Apple set to turn up music dial
In the biggest overhaul of iTunes since it was launched in early 2003, the service was set to include an option of subscribing to streaming music for $10 monthly.
Analysts and industry insiders say a rebranded "Apple Music" will be introduced on Monday during a keynote presentation kicking off the company's weeklong Wordwide Developers Conference in San Francisco.
Sony Music Entertainment chief executive Doug Morris confirmed during an on-stage interview at Midem in Cannes that Apple was indeed poised to unveil "Apple Music" streaming service.
"Apple Music will be an Apple streaming company," Morris said during an interview focused mostly on his rich career in the industry.
"I think it will make a big splash," he continued. "It will have a halo effect on the entire business... a rising tide lifts all ships."
Apple has ample money for advertising a streaming music service, and some 800 million credit cards already linked to iTunes accounts.
The popularity of iTunes and Apple devices means that a broad audience could be provided an easy way to simply switch on the new music service.
"I absolutely think we will see a streaming music service," Gartner analyst Van Baker told AFP.
"Apple is late to the game on this, but it may not matter."
Morris reasoned that a boom in subscription streaming will pump cash into a music industry that has shrunk to $15 billion annually from $30 billion a decade ago.
"What is interesting about all the streaming services controlled by the tech companies is that they don't work without music," Morris told the audience at the trade event.
"So, we are really in a great position."
While iTunes transformed the way music was distributed and sold, it also put Apple in a position to build extensive relationships with labels and artists.
Apple Music will likely have benefited from talent and technology acquired when Apple bought Beats Electronics and its streaming music service in a $3 billion deal in May last year.
An Apple streaming music service would grab headlines at an annual gathering at which the California-based company courts creators of fun, hip or functional apps that help drive the popularity of Internet-linked mobile devices.
Time for smartwatch apps
Apple will likely be keen to fuel enthusiasm for making apps to run on its freshly launched line of smartwatches.
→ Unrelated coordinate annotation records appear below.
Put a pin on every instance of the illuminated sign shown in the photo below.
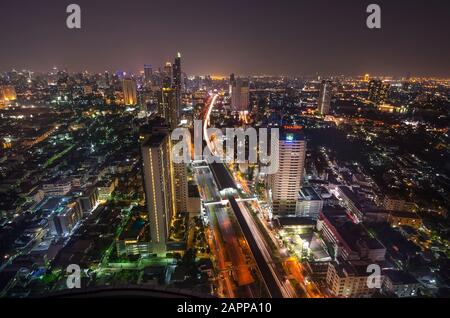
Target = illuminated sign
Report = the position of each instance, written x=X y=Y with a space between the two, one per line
x=292 y=127
x=289 y=137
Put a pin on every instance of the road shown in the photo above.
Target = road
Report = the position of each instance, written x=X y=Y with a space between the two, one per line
x=278 y=286
x=226 y=244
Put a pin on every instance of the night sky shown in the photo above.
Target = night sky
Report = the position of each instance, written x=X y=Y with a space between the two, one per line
x=290 y=37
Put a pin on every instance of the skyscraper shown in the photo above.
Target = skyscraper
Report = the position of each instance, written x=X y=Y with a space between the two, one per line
x=240 y=94
x=8 y=93
x=159 y=189
x=324 y=101
x=167 y=75
x=378 y=91
x=167 y=107
x=177 y=73
x=129 y=91
x=286 y=183
x=148 y=74
x=177 y=82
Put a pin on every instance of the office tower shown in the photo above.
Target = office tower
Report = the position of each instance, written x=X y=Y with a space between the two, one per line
x=181 y=187
x=240 y=94
x=286 y=183
x=167 y=75
x=378 y=91
x=159 y=190
x=148 y=74
x=324 y=101
x=129 y=91
x=309 y=203
x=232 y=83
x=177 y=82
x=180 y=182
x=177 y=73
x=167 y=107
x=7 y=93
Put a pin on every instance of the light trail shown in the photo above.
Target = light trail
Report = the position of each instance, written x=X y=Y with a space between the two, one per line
x=283 y=288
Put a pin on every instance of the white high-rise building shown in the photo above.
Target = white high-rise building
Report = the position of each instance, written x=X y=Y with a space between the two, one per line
x=129 y=92
x=324 y=101
x=159 y=188
x=240 y=94
x=286 y=183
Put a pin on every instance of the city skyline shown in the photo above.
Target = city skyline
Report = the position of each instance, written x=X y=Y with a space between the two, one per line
x=121 y=174
x=317 y=37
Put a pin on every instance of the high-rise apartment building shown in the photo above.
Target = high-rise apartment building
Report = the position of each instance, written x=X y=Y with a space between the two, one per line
x=159 y=188
x=129 y=91
x=378 y=91
x=324 y=101
x=286 y=183
x=148 y=74
x=167 y=75
x=240 y=94
x=167 y=107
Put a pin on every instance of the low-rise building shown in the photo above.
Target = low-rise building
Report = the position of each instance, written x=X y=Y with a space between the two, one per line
x=309 y=203
x=400 y=284
x=401 y=218
x=349 y=279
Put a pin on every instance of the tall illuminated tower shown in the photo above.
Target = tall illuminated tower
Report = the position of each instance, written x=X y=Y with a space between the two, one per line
x=324 y=101
x=286 y=183
x=129 y=91
x=240 y=94
x=159 y=187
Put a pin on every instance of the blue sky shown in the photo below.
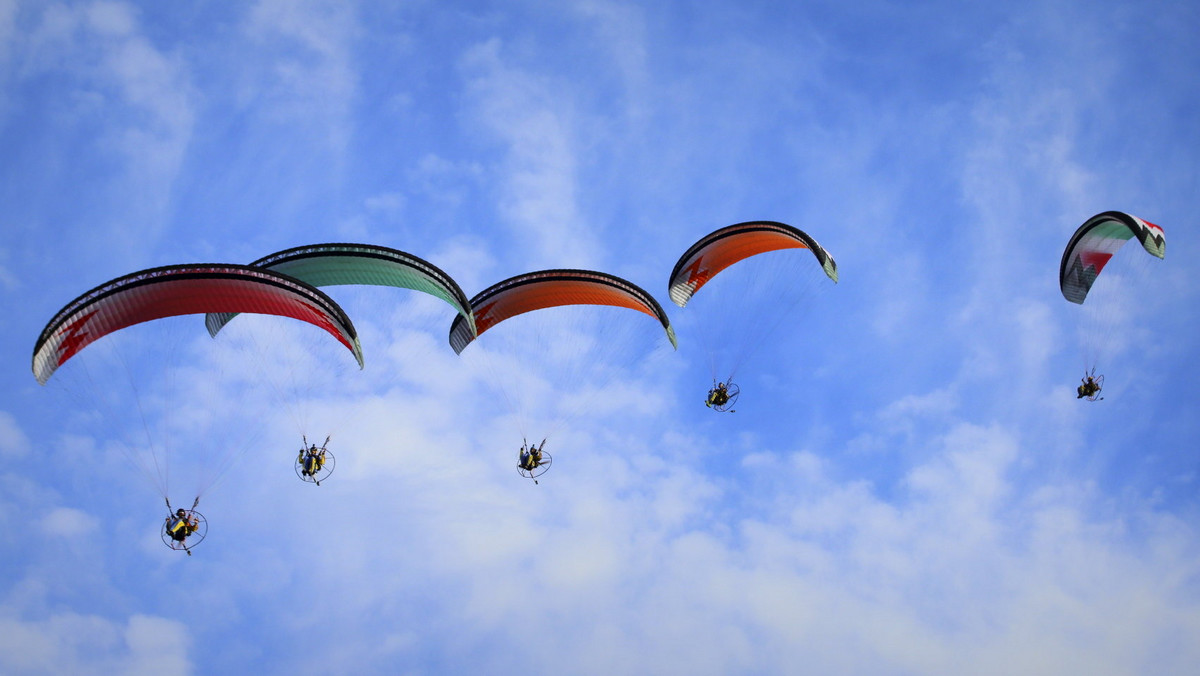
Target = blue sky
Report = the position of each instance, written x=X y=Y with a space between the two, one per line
x=909 y=486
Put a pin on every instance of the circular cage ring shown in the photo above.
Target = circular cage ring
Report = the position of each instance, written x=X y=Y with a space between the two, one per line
x=731 y=392
x=543 y=466
x=321 y=473
x=191 y=539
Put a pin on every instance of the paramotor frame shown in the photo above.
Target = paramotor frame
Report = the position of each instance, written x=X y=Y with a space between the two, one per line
x=323 y=471
x=541 y=468
x=190 y=540
x=731 y=396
"I think we will see a focus on doing new and unusual things on Apple Watch," said independent Silicon Valley analyst Rob Enderle.
Apple is likely to loosen the reins a bit on its smartwatch to let developers create apps that work right on the wrist instead of on iPhones to which they are synched.
Enhancements were also expected to Apple Pay, which allows contactless payments with iPhones or smartwatches. Improvements could include adding the ability to track rewards program information.
"What they announce will help determine if Apple Pay moves from the nice-to-have bucket to the must-have bucket for both merchants and shoppers," said Forrester analyst Sucharita Mulpuru.
Forrester predicts US mobile payments will top $142 billion by 2019, up from $67 billion this year.
Baker will be watching for Apple to improve Siri virtual assistant to better challenge Google Now and Microsoft's Cortana.
"I am hoping that is the case, because I think Siri is a distant third right now when it comes to virtual assistants," Baker said.
Apple may also show off improved privacy protection features in its software, in keeping with strong public comments made in recent weeks by chief executive Tim Cook.
And, true to the developer theme of the gathering, Apple will dive deeply into features of coming generation software for its computers and mobile devices.
Apple devices remain premier venues for developers to feature their creations, but Google-backed Android software has gained ground in the battle for devotion of app makers.
About 62 percent of developer teams support Android smartphones or tablets compared to 48 percent tuning applications to iPhones or iPads, according to research firm Forrester.
"Apple needs to maintain its momentum and thought leadership coming out of WWDC," Forrester analyst Frank Gillett said.
"Though Google isn't making that too hard yet—due to Android fragmentation and low rates of adoption to the latest version."